Numbers show increased weapons busts at NYC schools

They’re armed and ready — for class.

Weapons busts in city schools hit a five-year high in 2018 and have spiked by 26% since 2014, according to a Post analysis of state data.

A total of 2,903 “dangerous instruments” were intercepted across all five boroughs during the 2017-2018 academic year, up sharply from 2,292 in 2013-2014, the figures show.

“This needs to be a wake-up call,” said Greg Floyd, president of the school safety agents union and a vocal critic of Mayor Bill de Blasio’s school discipline policies.

“More children are bringing weapons to school and here we have the numbers. They know others are bringing them so they are bringing their own to protect themselves.”

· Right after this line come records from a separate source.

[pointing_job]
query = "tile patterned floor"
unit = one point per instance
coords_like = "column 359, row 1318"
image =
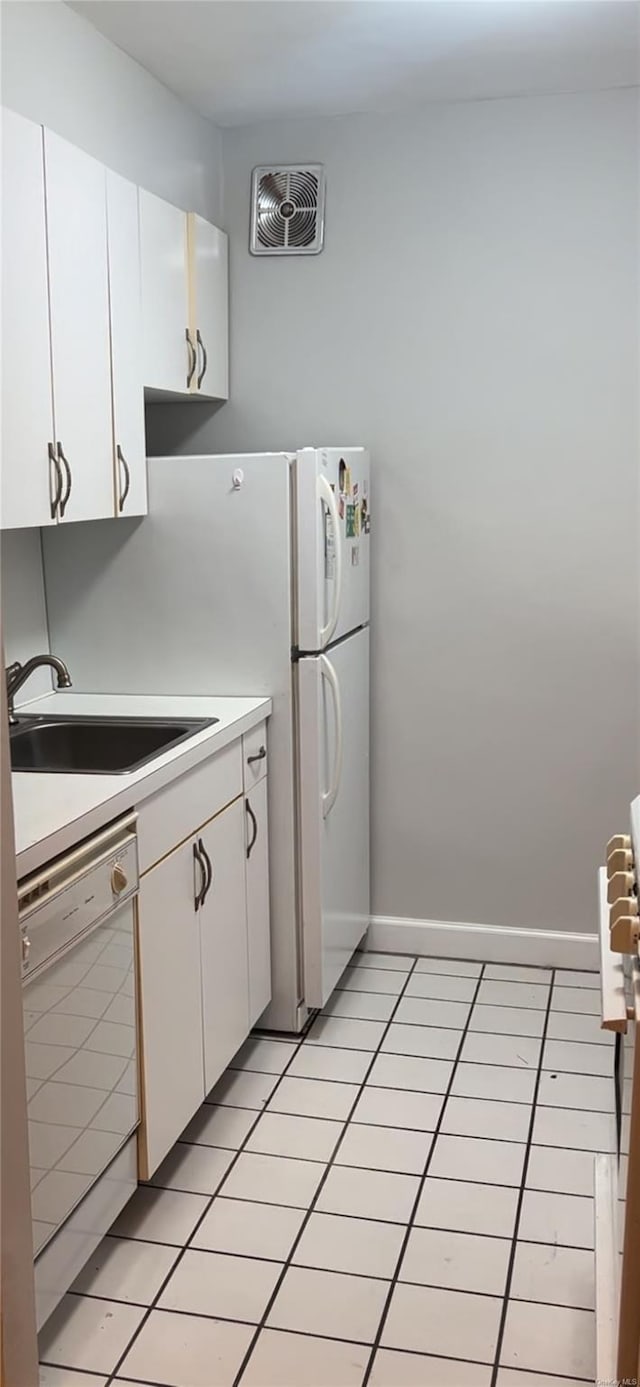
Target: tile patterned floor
column 403, row 1199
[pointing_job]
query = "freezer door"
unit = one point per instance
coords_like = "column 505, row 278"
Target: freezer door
column 333, row 522
column 333, row 806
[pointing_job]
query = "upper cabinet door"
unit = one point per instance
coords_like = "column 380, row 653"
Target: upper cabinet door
column 27, row 476
column 125, row 308
column 77, row 232
column 208, row 307
column 168, row 361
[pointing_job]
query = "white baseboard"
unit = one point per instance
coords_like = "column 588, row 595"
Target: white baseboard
column 489, row 943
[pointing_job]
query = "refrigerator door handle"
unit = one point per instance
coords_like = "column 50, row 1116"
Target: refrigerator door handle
column 328, row 498
column 331, row 795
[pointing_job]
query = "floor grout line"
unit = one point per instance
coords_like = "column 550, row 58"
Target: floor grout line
column 343, row 1125
column 521, row 1199
column 415, row 1205
column 311, row 1208
column 203, row 1215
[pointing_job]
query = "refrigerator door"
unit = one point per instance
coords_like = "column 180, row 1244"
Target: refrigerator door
column 333, row 805
column 333, row 520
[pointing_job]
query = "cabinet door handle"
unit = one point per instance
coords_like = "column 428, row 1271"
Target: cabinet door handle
column 201, row 889
column 192, row 358
column 204, row 358
column 125, row 468
column 70, row 480
column 208, row 871
column 254, row 825
column 53, row 458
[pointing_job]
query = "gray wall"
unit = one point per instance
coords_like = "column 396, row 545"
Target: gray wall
column 474, row 321
column 59, row 71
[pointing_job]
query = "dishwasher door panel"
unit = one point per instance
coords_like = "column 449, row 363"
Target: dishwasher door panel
column 81, row 1067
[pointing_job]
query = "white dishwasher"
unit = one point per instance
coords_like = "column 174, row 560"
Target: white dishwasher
column 77, row 917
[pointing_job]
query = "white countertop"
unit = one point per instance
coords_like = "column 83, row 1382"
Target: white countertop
column 53, row 812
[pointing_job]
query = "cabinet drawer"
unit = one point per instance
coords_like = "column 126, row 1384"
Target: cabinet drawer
column 177, row 812
column 254, row 755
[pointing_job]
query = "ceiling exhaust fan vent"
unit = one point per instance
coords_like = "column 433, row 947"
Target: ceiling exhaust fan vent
column 288, row 210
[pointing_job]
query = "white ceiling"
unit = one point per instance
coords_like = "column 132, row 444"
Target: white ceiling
column 239, row 61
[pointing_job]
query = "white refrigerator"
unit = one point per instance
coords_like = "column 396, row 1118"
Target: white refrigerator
column 250, row 574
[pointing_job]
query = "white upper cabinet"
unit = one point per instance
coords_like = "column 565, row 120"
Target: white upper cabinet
column 125, row 315
column 168, row 359
column 28, row 479
column 77, row 239
column 208, row 307
column 107, row 291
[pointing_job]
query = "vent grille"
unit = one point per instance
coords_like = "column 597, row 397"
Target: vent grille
column 288, row 210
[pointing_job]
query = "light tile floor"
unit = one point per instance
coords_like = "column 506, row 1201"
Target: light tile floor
column 403, row 1199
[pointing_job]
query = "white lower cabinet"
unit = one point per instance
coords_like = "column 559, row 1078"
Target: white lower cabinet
column 257, row 877
column 224, row 942
column 171, row 1007
column 203, row 953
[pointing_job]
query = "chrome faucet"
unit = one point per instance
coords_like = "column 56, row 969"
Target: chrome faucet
column 17, row 674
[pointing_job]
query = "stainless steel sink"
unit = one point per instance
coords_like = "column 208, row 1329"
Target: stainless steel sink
column 96, row 745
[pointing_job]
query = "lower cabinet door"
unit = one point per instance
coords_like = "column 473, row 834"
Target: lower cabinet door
column 224, row 942
column 257, row 874
column 171, row 1011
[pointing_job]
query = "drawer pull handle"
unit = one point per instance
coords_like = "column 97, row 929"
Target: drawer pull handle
column 192, row 358
column 65, row 465
column 200, row 891
column 204, row 359
column 54, row 459
column 125, row 469
column 254, row 825
column 208, row 868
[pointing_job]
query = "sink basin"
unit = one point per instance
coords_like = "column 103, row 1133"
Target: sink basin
column 96, row 745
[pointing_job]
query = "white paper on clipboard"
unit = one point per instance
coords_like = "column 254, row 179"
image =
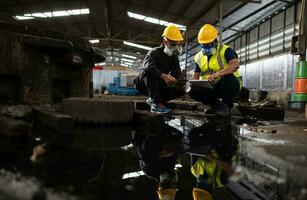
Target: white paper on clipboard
column 201, row 83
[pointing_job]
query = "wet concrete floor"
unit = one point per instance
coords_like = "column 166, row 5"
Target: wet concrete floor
column 95, row 162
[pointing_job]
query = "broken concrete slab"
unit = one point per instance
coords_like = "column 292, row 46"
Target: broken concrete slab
column 56, row 121
column 99, row 111
column 17, row 111
column 13, row 127
column 147, row 117
column 267, row 113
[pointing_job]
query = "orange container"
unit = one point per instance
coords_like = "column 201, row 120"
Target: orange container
column 300, row 85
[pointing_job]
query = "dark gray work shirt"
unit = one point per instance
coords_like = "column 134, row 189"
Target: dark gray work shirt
column 157, row 62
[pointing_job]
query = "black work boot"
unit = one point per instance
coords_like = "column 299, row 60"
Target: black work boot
column 223, row 110
column 210, row 110
column 212, row 107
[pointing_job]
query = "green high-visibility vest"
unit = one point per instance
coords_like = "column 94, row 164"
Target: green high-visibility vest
column 217, row 62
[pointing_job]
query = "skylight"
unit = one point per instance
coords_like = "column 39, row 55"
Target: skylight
column 154, row 20
column 127, row 60
column 137, row 45
column 128, row 56
column 94, row 41
column 50, row 14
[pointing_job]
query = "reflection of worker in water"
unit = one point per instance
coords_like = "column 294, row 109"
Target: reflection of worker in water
column 219, row 64
column 161, row 69
column 157, row 160
column 214, row 167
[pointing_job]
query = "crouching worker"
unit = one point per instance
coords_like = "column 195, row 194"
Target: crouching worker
column 217, row 63
column 160, row 69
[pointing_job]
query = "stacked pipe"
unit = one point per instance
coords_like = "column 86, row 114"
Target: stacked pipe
column 300, row 83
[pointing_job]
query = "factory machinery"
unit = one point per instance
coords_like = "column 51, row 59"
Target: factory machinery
column 123, row 84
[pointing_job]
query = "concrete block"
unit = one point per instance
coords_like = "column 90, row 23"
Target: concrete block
column 56, row 121
column 17, row 111
column 147, row 117
column 99, row 111
column 13, row 127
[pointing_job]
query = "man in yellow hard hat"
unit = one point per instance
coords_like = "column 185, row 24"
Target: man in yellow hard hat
column 218, row 148
column 161, row 68
column 218, row 63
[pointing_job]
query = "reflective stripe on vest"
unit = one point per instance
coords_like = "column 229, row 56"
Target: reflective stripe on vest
column 208, row 168
column 217, row 62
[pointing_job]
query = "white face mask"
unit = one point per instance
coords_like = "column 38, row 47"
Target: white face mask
column 177, row 50
column 168, row 51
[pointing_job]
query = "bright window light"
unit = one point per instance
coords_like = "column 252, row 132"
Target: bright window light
column 154, row 20
column 59, row 13
column 48, row 14
column 128, row 56
column 23, row 17
column 126, row 63
column 94, row 41
column 127, row 60
column 133, row 174
column 99, row 64
column 137, row 45
column 39, row 15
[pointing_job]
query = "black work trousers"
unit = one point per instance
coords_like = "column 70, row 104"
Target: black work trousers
column 157, row 89
column 226, row 88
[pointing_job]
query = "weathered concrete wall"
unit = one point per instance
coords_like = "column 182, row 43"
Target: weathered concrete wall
column 41, row 73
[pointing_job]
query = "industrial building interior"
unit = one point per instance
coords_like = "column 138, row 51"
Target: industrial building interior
column 74, row 126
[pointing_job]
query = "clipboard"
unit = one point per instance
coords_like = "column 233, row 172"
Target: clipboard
column 179, row 83
column 201, row 83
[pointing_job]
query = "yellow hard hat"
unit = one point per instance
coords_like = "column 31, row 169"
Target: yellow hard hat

Asked to comment on the sharp increase in weaponry being found at schools, the Department of Education insisted the numbers reflected improved enforcement. While the number of metal detectors at school entrances fluctuates, the total usually hovers around 90 system-wide, according to the DOE.

But Floyd cited the surge in gun and knife confiscations to call for more detectors at the city’s roughly 1,300 school buildings.

Some 997 of the 2,903 weapons seized, or 34%, were discovered by metal detectors, the data shows.

Scanner critics argue that they acclimatize kids to punitive environments.

Twenty schools had at least 10 weapons seized during the 2017-’18 school year — a list that includes Brooklyn Tech, a top specialized high school. According to the data, 16 weapons were taken from students inside the nation’s largest high school, which has a student body of nearly 6,000.

Brooklyn Tech had just 12 weapons busts over the prior four years combined, the numbers show. Another top high school, Edward R. Murrow in Midwood, logged 11 confiscations.

Frederick Douglas Academy HS in Manhattan had the most weapons busts in the city last year with 24 — after logging just 11 over the prior four years combined.

Metropolitan HS in Bronx was next on the list with 20 seizures and Brooklyn’s Progress HS for Professional Careers had 18.

DeWitt Clinton in The Bronx, one of de Blasio’s Renewal program participants, logged 17 weapons incidents last year.

The new numbers come amid a brewing confrontation over control of school safety.

City Councilman Mark Treyger and others have questioned the NYPD’s stewardship of school safety agents and have broached the possibility of giving the DOE more oversight.

Floyd has staunchly opposed that approach, arguing that it would lead to less transparency.